Implementation:Apache Paimon Schema From Pyarrow
| Knowledge Sources | |
|---|---|
| Domains | Data_Lake, Data_Ingestion |
| Last Updated | 2026-02-07 00:00 GMT |
Overview
Concrete tool for creating Paimon Schema objects from PyArrow schemas for table creation.
Description
Schema.from_pyarrow_schema() converts a PyArrow schema to a Paimon Schema with additional metadata (partition keys, primary keys, table options). It validates blob type constraints and required options. This method is used in Ray ingestion pipelines to ensure the target table schema matches the expected data format.
The conversion process:
- Iterates over each field in the PyArrow schema.
- Converts each PyArrow type to its corresponding Paimon DataField representation.
- Attaches metadata such as partition keys, primary keys, and table options.
- Validates constraints (e.g., blob types require specific configurations).
- Returns a fully constructed Schema instance ready for catalog.create_table().
Usage
Use Schema.from_pyarrow_schema() when creating a new Paimon table whose schema is defined using PyArrow types. This is the standard approach in Ray-based ingestion pipelines where the data source schema is known in PyArrow format.
Code Reference
Source Location
- Repository: Apache Paimon
- File: paimon-python/pypaimon/schema/schema.py:L28-88
Signature
@dataclass
class Schema:
def __init__(self, fields: Optional[List[DataField]] = None,
partition_keys: Optional[List[str]] = None,
primary_keys: Optional[List[str]] = None,
options: Optional[Dict] = None,
comment: Optional[str] = None):
@staticmethod
def from_pyarrow_schema(pa_schema: pa.Schema,
partition_keys: Optional[List[str]] = None,
primary_keys: Optional[List[str]] = None,
options: Optional[Dict] = None,
comment: Optional[str] = None) -> Schema:
Import
from pypaimon.schema.schema import Schema
I/O Contract
Inputs
| Name | Type | Required | Description |
|---|---|---|---|
| pa_schema | pa.Schema | Yes | PyArrow schema defining the column names and types for the Paimon table. |
| partition_keys | Optional[List[str]] | No | List of column names to use as partition keys. Controls physical data layout for partition pruning. |
| primary_keys | Optional[List[str]] | No | List of column names to use as primary keys. Enables upsert semantics and deduplication. |
| options | Optional[Dict] | No | Table options as a dictionary of string key-value pairs (e.g., {'bucket': '4'}). Controls storage behavior. |
| comment | Optional[str] | No | Optional human-readable description of the table. |
Outputs
| Name | Type | Description |
|---|---|---|
| schema | Schema | A Paimon Schema instance containing the converted fields, partition keys, primary keys, and options. Ready for use with catalog.create_table(). |
Usage Examples
Basic Usage
import pyarrow as pa
from pypaimon.schema.schema import Schema
pa_schema = pa.schema([
('user_id', pa.int64()),
('event', pa.string()),
('timestamp', pa.int64()),
('value', pa.float64()),
])
schema = Schema.from_pyarrow_schema(
pa_schema,
primary_keys=['user_id'],
options={'bucket': '4'}
)
catalog.create_table('analytics.events', schema, ignore_if_exists=True)

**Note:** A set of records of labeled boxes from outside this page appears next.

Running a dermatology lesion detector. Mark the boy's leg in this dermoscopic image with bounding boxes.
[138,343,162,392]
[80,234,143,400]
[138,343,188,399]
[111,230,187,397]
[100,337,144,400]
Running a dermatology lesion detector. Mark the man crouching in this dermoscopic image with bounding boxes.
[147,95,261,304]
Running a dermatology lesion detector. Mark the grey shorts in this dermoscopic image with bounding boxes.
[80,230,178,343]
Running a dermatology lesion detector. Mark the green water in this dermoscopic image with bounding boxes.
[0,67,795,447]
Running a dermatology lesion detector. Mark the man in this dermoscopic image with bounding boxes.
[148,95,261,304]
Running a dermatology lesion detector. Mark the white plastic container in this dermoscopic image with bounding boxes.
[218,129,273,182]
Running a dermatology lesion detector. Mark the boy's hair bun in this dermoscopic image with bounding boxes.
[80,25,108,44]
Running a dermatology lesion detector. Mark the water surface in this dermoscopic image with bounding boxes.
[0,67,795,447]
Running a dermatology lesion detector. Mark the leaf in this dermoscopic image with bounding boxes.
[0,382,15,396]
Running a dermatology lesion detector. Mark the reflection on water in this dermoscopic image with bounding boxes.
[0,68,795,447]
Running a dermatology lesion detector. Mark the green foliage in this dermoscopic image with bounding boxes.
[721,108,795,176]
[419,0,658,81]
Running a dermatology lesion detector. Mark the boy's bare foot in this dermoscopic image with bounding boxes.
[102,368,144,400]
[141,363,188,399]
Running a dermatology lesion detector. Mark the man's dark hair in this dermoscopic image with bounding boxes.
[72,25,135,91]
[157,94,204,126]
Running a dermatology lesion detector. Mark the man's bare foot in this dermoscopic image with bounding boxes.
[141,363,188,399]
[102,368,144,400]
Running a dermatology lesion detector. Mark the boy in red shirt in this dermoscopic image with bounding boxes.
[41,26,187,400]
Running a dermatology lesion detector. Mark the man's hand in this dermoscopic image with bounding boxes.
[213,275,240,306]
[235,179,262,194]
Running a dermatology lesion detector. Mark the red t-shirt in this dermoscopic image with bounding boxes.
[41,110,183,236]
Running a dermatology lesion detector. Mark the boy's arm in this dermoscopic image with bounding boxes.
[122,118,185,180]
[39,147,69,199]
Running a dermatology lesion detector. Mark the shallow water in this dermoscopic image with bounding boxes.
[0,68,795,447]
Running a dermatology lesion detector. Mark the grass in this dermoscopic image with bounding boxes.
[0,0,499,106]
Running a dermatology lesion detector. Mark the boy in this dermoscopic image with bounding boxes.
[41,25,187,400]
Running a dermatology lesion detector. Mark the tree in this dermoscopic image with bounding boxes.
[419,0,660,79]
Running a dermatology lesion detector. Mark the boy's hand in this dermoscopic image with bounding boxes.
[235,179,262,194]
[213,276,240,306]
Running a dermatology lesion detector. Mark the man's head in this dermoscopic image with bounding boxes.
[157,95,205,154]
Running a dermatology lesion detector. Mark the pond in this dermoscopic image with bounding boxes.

table = catalog.get_table('analytics.events')
With Partition Keys
import pyarrow as pa
from pypaimon.schema.schema import Schema
pa_schema = pa.schema([
('order_id', pa.int64()),
('customer_id', pa.int64()),
('order_date', pa.string()),
('amount', pa.float64()),
])
schema = Schema.from_pyarrow_schema(
pa_schema,
partition_keys=['order_date'],
primary_keys=['order_id'],
options={'bucket': '2'},
comment='Daily order data partitioned by date'
)
catalog.create_table('sales.orders', schema, ignore_if_exists=True)